II. COMMON INFORMATION MODEL
The CIM (Common Information Model) was developed in the context of an EPRI (Electric Power Research Institute) project named CCAPI (Control Center Application programming Interface) and was the model of a network simulator. The need to exchange data between utility companies has become a major need since the start of the deregulation of the power industry. Now, the CIM is an IEC standard, more precisely a set of standards with three of them defining the core semantic model: IEC 61970-301, IEC 61968- 11 and IEC 62325-301. There are already several well written descriptions of CIM (see [2] for example), therefore, we will only highlight points which are important in the context of this article.

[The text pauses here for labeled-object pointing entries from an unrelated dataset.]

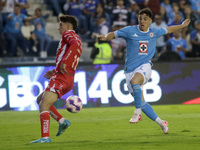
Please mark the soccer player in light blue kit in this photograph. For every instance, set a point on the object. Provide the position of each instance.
(141, 45)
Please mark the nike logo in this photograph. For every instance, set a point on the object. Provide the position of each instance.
(135, 35)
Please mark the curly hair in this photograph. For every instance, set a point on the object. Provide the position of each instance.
(69, 19)
(146, 11)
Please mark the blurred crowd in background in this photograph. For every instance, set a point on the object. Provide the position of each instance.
(24, 35)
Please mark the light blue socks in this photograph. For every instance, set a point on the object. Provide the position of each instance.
(137, 94)
(148, 110)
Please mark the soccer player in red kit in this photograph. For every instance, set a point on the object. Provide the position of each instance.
(61, 78)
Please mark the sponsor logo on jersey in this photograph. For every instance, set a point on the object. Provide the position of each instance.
(135, 35)
(151, 34)
(143, 48)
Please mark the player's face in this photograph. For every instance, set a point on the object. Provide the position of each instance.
(62, 27)
(144, 22)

The CIM is now a very big UML model, with thousands of elements. To enable its effective use, the notion of profile has been defined by IEC: a profile is a subset of the full CIM model that retains only elements that are pertinent in a specific use- case. When several use-case are related, a family of profiles can be defined. For example, CGMES (Common Grid Model Exchange Standard) defines seven profiles to cover the needs in exchange of data at ENTSOE (European Network of Transmission System Operators for Electricity).
The CIM is a semantic model. A model is a description of a system made for a specific objective. A model should show only things that are relevant to this objective and hide the other characteristics of the system. A semantic model is a model done
for defining and naming concepts in a domain and links between them.
A model can be expressed in natural language, but a formal or semi-formal language is often used to avoid ambiguities. There are a lot of such languages that have been designed for this purpose, but UML is not one of them.
UML was initially designed as a tool for
designing and
developing software.
But its class diagram part may be used as a language for defining semantic models, and as it is a standard with several tools available, it is often used for this task. An interesting point in the modeling domain is that a model, more precisely the language used to make models, is itself a system, and therefore can be described by another model: we call it a meta-model. Of course, one can imagine meta-meta-models, and so on.
In CIM, kind of elements used in power systems, like Fuse or Line, are modeled as classes in UML (Fig. 2) and elements are said to be instances of these classes. These elements have valued characteristics: attributes of classes are used to describe them. For example, the ACLineSegment class has a resistance (named r) attribute. Classes are organized in a specialization hierarchy: Fuse, Jumper and others are kinds of Switch, all of them have an open attribute defined in Switch. Finally, UML associations between classes describe potential links between elements: for example, every ConductingEquipment is associated with zero or more Terminal, and all Terminal are linked to zero or one ConnectivityNode. A special kind of association may be used to express containment: an EquipmentContainer contains several Equipment.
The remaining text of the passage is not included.